Laboratory data: anemia in the UAC (HGB - 83g/l (N=114-134g/l)). In biochemical analysis: Hypercholesterolemia. Elevated levels of creatinine (487 mmol/l) and urea (8.8 mmol/l), which indicates a severe impairment of the filtration and reabsorption function of the kidneys.

GFR=11 ml/min/1.73 m2 (MDRD). The indicator corresponds to CKD stage 5.

Data instrumental methods research:

Ultrasound of the kidneys: signs of end-stage renal failure.

Ultrasound of the liver: signs of liver cirrhosis.

ECG: sinus rhythm, heart rate 98 beats/min. EOS - normal position. Amplitude signs of left atrial hypertrophy.

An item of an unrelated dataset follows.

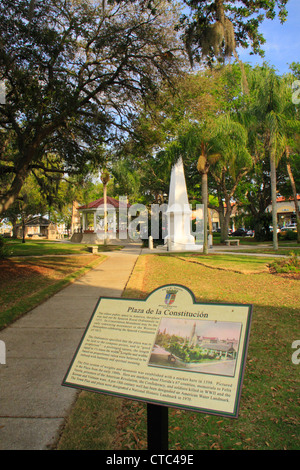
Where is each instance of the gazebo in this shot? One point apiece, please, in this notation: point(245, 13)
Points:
point(97, 215)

Echocardiogram: signs of hypertrophy of the left atrium and left ventricle.

Differential diagnosis: Chronic kidney disease should be differentiated from acute renal failure.

The criteria for CKD are:

1) Proteinuria;

2) Persistent changes in urine sediment (erythrocyturia, leukocyturia, cylindruria);

3) Changes in the kidneys with imaging studies (changes in kidney size);

4) Changes in the composition of blood and urine (changes in serum and urinary concentrations of electrolytes, changes in CBS);

5) Persistent decrease in glomerular filtration rate less than 60 ml/min/1.73 sq. m;

6) Pathomorphological changes in kidney tissue identified during lifetime nephrobiopsy (sclerotic changes in the kidneys, changes in membranes);

7) Arterial hypertension (persistent, high);

8) The ECG shows signs of left ventricular hypertrophy in combination with changes caused by electrolyte disturbances.

OP criterionNare:

1) A sudden decrease in urine output below 500 ml/day within 24 hours after exposure to an etiotropic factor.

2) Low specific gravity of urine with severe oliguria.

3) An increase in the level of residual nitrogen in the blood plasma with corresponding symptoms from the central nervous system.

4) Arterial hypertension is rare.

5) The ECG shows signs of electrolyte disturbances.

In favor of CKD with its differential diagnosis with acute renal failure indicates:

1. History of kidney disease. The patient suffered from pyelonephritis in childhood(gradual development).

2. Arterial hypertension with left ventricular hypertrophy. According to ECG and echocardiography, the patient has signs of hypertrophy of the left heart (there are morphological changes).

3. Reduction in kidney size according to ultrasound (78*33 in the patient, while the norm is 100*50).

4. Colorless urine.

Treatment:

1. ACE inhibitor: enalapril 2.5 mg * twice a day.

2. Antiplatelet agents: acetylsalicylic acid 125 mg at night.

3. Renal replacement therapy (hemodialysis).